Is there currently any guide on performance tuning dremio reflections, specifically the creation of reflections when underlying PDFS reflection storage is HDFS?

We have a use case where we create a reflection on a physical data source (which is an HDFS directory) with approx 16M records and it takes ~2.5 minutes which is good. However when we create a subsequent reflection on the same dataset that includes a partition column, the reflection takes 1.5 hours even though its using the first reflection to accelerate.

We noticed that when we add two partition columns instead of one, the time goes down to 35 minutes.

Our setup uses HDFS for the underlying PDFS reflection storage. We don’t see CPU or memory being the bottleneck.

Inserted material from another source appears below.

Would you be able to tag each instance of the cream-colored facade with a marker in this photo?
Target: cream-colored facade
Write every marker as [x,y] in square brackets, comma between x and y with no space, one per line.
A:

Is there any further tuning we can do to improve the performance of creating reflections specifically for HDFS? I see many parameters available in Dremio options.

HI @igreg

Is the partition on a very high cardinality column?

The dataset is for a single day and the partition is on a date column which has carnality 1 at this time (i.e just data for a single date). The dataset will have more days added incrementally and thus why the date partition column.

Based on the query profile, it appears the reading, sorting and writing steps are done in sequence whereas with the raw reflection (with no partition columns) it is running these steps in parallel. In addition if we add more sub-partition columns to the reflection, Dremio also performs these read, sort, write steps in parallel.

Is there any other way to parallelize the reflection creation with a partition when carnality is very low?